Step S7: the generated network in the generated countermeasure network in the balanced state is independently taken out and applied, the remote sensing images shot by the actual unmanned aerial vehicle are cut into a series of remote sensing images with the size of n multiplied by n, the remote sensing images are used as input, and the output characteristic diagram of the generated network is used as the segmentation result, namely the extracted road area image.
Test data are input into a generation network, and the obtained road area image is compared with the label image, so that the extraction effect is good.
FIG. 5 is a set of maps of the present invention against road region images without fused multi-scale features that generate the output of the network.
In fig. 5, a first column of images is an input original unmanned aerial vehicle remote sensing image, a second column of images is a corresponding artificially labeled tag image, a third column of data is a road area image output by a generation network that fuses multi-scale features, and a fourth column of data is a road area image output by a generation network that does not fuse multi-scale features.

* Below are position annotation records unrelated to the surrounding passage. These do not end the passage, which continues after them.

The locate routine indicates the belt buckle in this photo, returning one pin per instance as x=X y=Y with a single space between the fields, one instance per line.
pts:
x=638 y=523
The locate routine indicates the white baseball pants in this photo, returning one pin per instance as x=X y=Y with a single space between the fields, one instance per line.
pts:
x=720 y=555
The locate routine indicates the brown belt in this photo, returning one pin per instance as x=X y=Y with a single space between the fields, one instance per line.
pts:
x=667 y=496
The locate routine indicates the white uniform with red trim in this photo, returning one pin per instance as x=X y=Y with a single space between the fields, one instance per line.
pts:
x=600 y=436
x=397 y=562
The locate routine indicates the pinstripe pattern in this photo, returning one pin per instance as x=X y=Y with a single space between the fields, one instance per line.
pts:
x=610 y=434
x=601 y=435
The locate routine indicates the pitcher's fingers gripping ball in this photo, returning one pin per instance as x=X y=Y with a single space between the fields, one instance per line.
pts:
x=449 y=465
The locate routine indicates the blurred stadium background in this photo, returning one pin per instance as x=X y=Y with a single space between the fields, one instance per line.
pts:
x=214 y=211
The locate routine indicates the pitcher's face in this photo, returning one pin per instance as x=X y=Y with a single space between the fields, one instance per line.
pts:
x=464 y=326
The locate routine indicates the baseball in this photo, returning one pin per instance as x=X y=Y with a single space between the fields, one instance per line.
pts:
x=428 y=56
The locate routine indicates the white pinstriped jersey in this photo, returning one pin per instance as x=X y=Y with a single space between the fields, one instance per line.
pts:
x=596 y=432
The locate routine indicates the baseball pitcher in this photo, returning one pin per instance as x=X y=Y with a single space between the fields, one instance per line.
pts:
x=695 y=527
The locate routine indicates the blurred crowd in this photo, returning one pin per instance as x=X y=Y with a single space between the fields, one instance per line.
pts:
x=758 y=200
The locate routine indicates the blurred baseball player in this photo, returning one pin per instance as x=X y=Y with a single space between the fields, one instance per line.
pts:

Through comparison, the fact that under the conditions that the image background is relatively simple and the outline of the road target area is obvious, the road area information is well extracted through the network which is fused with the multi-scale feature structure and the network which is not fused with the multi-scale feature structure;
FIG. 6 is another set of maps of the present invention with road region images that generate network outputs without fusing multi-scale features.
In fig. 6, a first column of images is an input original unmanned aerial vehicle remote sensing image, a second column of images is a corresponding artificially labeled tag image, a third column of data is a road area image output by a generation network that fuses multi-scale features, and a fourth column of data is a road area image output by a generation network that does not fuse multi-scale features.
Through comparison, the road information extracted by the network with the multi-scale feature structure is more accurate than the road information extracted by the network without the multi-scale feature structure under the condition that the road area in the image is shaded and other objects similar to the road features exist.
Although illustrative embodiments of the present invention have been described above to facilitate the understanding of the present invention by those skilled in the art, it should be understood that the present invention is not limited to the scope of the embodiments, and various changes may be made apparent to those skilled in the art as long as they are within the spirit and scope of the present invention as defined and defined by the appended claims, and all matters of the invention which utilize the inventive concepts are protected.